The majority of the picture takes place aboard a train bound for Los Angeles with the danger being crammed into a limited space with good guys and bad guys constantly trying to evade and outwit each other. They all vie for the upper hand in this continuously see-sawing game of cat and mouse. Because in simple terms that’s what it is. A cinematic game of cat and mouse.

But The Narrow Margin proves to be a fine train noir for the contours it develops to help strengthen this basic premise. It’s a rumbling ride complete with a fat man to stop up all the passageways, acerbic dames, and suspicious young boys wary of train robbers. It has character beyond a rudimentary crime film and that’s immeasurably difficult to convey in 73 minutes of celluloid. But Earl Felton’s script manages this near impossible feat.

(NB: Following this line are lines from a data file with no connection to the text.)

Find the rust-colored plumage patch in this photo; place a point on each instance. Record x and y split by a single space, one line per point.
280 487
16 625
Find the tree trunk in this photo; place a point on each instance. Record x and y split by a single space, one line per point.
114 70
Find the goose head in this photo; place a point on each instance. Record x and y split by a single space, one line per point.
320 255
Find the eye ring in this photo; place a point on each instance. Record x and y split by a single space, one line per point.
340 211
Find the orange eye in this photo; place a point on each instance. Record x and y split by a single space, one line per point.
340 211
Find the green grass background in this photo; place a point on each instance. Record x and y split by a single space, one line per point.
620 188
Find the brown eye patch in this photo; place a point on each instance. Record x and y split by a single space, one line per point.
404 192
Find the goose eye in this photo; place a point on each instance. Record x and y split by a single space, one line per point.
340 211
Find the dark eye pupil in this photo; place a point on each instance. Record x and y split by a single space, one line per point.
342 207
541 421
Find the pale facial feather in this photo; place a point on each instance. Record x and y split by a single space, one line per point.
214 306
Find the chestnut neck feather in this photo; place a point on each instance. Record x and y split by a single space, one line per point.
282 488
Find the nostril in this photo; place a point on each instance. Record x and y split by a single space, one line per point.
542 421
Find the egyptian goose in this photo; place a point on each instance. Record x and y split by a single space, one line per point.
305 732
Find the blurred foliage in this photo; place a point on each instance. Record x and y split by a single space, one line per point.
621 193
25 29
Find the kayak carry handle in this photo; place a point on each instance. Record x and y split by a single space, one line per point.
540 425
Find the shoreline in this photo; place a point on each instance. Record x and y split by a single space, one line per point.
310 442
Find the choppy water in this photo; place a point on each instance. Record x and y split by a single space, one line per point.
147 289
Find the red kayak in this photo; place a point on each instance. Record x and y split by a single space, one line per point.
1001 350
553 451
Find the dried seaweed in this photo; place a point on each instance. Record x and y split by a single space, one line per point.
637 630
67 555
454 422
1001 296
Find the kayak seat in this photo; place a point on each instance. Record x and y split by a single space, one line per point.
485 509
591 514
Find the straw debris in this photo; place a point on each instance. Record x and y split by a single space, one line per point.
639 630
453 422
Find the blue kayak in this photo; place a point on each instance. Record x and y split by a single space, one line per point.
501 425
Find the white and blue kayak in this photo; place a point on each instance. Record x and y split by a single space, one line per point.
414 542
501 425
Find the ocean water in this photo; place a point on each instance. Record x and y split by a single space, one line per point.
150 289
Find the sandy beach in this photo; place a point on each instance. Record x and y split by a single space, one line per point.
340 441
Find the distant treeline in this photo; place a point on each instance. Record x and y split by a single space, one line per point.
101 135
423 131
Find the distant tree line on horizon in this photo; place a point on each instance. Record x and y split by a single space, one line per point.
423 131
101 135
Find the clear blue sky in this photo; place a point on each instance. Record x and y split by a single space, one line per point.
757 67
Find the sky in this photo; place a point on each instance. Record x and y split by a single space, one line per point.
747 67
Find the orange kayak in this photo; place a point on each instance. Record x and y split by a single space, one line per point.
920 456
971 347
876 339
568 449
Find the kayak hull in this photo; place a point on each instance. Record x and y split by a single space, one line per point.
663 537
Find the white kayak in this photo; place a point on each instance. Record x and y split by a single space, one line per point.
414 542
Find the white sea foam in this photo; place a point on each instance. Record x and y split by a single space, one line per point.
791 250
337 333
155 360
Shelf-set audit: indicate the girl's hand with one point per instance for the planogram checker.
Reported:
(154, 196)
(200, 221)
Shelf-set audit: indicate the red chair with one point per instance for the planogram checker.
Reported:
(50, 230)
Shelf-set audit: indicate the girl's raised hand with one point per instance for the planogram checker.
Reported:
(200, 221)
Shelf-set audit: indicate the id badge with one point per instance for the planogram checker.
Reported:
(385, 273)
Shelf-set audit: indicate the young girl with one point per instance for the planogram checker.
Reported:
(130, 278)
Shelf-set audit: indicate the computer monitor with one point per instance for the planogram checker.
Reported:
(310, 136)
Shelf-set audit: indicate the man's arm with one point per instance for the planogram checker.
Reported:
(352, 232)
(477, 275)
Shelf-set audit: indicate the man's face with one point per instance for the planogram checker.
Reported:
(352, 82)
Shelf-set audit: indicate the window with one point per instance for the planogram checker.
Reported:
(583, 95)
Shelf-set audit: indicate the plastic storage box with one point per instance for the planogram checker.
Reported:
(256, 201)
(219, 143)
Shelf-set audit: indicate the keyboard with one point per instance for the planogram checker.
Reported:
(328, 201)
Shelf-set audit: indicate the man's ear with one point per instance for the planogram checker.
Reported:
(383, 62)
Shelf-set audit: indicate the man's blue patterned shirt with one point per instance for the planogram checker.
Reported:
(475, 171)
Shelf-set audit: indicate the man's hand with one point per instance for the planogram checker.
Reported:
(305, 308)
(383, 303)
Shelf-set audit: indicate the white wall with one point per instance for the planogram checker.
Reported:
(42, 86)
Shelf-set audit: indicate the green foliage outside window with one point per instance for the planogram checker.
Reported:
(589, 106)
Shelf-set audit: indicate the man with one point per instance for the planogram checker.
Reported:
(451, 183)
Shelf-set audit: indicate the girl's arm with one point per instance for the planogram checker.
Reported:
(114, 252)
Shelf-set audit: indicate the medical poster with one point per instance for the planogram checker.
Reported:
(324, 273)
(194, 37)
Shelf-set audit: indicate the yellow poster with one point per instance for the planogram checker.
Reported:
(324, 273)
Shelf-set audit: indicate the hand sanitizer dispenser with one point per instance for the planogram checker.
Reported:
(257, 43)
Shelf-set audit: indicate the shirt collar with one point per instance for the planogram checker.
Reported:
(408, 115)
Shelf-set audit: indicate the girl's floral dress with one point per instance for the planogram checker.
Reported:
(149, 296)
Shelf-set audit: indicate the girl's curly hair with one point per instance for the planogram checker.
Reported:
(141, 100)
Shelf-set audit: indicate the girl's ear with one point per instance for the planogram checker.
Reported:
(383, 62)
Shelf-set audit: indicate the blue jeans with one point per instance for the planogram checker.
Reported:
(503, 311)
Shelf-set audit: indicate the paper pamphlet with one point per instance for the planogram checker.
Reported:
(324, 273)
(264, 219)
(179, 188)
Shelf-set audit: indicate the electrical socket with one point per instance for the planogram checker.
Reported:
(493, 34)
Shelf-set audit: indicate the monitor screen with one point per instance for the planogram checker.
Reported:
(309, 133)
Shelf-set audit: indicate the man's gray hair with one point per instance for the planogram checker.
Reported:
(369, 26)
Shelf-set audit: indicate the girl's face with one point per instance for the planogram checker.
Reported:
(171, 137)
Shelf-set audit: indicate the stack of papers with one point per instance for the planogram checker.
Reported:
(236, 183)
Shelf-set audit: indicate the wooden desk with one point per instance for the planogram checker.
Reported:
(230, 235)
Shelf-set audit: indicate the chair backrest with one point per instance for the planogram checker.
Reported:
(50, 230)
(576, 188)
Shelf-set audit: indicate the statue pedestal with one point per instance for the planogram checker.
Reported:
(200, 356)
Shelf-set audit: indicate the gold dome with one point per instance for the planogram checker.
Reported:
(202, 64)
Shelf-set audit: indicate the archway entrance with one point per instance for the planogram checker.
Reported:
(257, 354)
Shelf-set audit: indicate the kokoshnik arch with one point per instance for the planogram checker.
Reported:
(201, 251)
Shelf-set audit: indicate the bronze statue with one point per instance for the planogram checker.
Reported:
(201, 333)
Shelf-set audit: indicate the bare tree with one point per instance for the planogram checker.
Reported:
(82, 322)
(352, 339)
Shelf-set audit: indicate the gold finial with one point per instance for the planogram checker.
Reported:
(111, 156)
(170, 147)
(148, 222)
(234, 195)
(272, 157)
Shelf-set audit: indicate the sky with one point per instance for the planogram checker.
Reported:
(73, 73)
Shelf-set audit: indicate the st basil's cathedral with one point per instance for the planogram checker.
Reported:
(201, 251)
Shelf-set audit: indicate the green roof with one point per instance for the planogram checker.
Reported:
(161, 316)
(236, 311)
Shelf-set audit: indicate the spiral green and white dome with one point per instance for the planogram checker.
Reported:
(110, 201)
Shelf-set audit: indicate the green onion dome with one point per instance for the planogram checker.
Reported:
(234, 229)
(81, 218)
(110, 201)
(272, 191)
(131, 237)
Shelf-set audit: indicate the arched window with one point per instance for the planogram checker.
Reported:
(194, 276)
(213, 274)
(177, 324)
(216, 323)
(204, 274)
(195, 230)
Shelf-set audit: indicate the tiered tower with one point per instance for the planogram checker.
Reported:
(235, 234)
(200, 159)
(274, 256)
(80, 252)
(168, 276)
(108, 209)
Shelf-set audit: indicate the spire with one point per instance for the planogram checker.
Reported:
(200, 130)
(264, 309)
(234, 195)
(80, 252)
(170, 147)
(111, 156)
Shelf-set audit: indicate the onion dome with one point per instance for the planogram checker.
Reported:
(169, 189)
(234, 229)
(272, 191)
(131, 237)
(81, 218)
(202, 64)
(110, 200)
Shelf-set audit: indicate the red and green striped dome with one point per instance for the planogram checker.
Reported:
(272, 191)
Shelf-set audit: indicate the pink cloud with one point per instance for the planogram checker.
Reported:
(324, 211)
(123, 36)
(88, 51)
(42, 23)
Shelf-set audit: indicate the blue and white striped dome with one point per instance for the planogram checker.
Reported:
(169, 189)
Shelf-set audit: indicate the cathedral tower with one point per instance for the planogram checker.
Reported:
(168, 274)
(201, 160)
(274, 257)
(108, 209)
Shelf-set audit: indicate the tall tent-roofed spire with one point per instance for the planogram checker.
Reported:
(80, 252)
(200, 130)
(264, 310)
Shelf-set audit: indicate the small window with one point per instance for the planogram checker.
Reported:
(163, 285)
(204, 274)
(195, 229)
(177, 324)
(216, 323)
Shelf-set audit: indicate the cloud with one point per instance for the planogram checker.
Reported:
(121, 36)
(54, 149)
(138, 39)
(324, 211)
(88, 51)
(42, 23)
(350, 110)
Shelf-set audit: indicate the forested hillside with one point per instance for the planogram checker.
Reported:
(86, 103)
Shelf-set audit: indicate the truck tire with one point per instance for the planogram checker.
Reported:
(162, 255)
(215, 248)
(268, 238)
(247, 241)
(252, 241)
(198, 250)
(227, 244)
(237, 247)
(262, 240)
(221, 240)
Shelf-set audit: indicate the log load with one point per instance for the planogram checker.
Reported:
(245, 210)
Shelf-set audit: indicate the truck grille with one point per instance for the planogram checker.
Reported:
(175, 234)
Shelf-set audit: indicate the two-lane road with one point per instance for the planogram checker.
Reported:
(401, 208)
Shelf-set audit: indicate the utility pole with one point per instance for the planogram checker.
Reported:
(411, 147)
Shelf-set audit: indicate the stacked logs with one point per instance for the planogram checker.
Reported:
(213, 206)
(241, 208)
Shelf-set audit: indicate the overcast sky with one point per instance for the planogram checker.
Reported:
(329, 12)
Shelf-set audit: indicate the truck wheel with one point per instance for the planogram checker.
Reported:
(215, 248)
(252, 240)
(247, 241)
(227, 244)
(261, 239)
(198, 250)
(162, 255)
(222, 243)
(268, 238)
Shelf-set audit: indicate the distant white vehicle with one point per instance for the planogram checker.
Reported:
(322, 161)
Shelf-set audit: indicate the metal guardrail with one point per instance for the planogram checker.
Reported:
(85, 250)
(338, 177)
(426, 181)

For other films, the limited space would cause the action to become stagnant even tepid whereas, in this picture, those precise elements are turned on their heads as a true advantage. Though the film is starkly different, the original Alien (1979) similarly used consolidated space to hike the tension to uncomfortable heights. You get the same sense here.

But the great films also aren’t completely straightforward. Their rhythms might look familiar but they play against our preconceived expectations, thus allowing us to enjoy their bits of intrigue and the added payoffs they’re able to deliver. However, whether are not you’re able to predict everything that gets thrown at you is beside the point because the true satisfaction comes in the overall rush of the experience. This one is a gem, a diamond pulverized under filth and grime only to come out scintillating. Enjoy it for what it is.